Les mammifères exotiques envahissants peuvent avoir des impacts catastrophiques sur la flore et la faune indigènes, provoquant l’extinction d’espèces et entraînant de profonds changements environnementaux. Les méthodes de contrôle classiques telles que les appâts empoisonnés, le piégeage ou la chasse ne sont actuellement pas réalisables à grande échelle, c’est pourquoi les chercheurs recherchent des alternatives.
L’ingénierie du génome basée sur CRISPR est souvent considérée comme une « solution miracle » pour la lutte antiparasitaire. Malgré l’intérêt croissant pour le développement de cette technologie pour les mammifères invasifs comme les souris, les rats, les lapins, les chats sauvages et les renards, les études se sont jusqu’à présent concentrées uniquement sur les souris.
Les scientifiques se demandent si les technologies d’édition du génome pourraient aider à éradiquer les grands mammifères, et si oui, combien de temps cela prendrait.

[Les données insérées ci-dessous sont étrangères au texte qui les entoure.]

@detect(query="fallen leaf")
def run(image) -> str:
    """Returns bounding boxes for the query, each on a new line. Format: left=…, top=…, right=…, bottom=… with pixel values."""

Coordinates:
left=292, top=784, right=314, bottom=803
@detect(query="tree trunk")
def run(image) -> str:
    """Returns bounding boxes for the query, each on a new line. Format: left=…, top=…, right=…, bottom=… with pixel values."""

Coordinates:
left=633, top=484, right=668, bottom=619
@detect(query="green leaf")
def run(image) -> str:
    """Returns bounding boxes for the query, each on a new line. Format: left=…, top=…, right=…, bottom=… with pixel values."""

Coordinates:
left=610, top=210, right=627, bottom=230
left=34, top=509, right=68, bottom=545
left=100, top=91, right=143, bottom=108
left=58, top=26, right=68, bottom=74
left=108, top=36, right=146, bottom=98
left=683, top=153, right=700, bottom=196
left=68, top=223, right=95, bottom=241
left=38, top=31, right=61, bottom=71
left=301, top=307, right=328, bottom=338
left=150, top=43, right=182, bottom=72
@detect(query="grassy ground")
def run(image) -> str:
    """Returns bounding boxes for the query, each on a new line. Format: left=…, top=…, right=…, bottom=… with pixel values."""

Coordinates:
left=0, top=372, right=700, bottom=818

Afin de répondre à ces questions, une équipe de chercheurs de l’Université d’Adélaïde a développé un modèle mathématique capable de simuler l’impact des forçages génétiques sur les populations de mammifères à l’échelle du paysage. Publié dans NéoBiotaleur étude est la première à estimer le temps qu’il faudrait pour éradiquer les mammifères exotiques à longue durée de vie.
En utilisant la technologie CRISPR-Cas9, le forçage génétique simulé repose sur des « ciseaux moléculaires » insérés dans le chromosome Y qui ciblent et découpent le chromosome X au bon moment pendant la méiose, de sorte que seuls les spermatozoïdes porteurs du chromosome Y sont fonctionnels et peuvent féconder l’œuf avec succès. De cette manière, la pulsion portant des mâles ne devrait produire que des fils qui portent également les ciseaux moléculaires sur leur chromosome Y. Sur plusieurs générations, les femelles deviendront plus rares et produiront moins de descendants; en conséquence, la taille de la population diminuera.
Ce lecteur « X-shredder » a été développé avec succès et démontré pour supprimer les populations de cages de moustiques porteurs du paludisme, mais n’a pas encore été développé chez les mammifères. Le modèle montre que le lecteur X-shredder pourrait potentiellement permettre l’éradication à l’échelle du paysage des souris, des rats, des lapins, des chats sauvages et des renards roux, mais la probabilité de succès et le temps qu’il faudrait pour les éradiquer varient considérablement.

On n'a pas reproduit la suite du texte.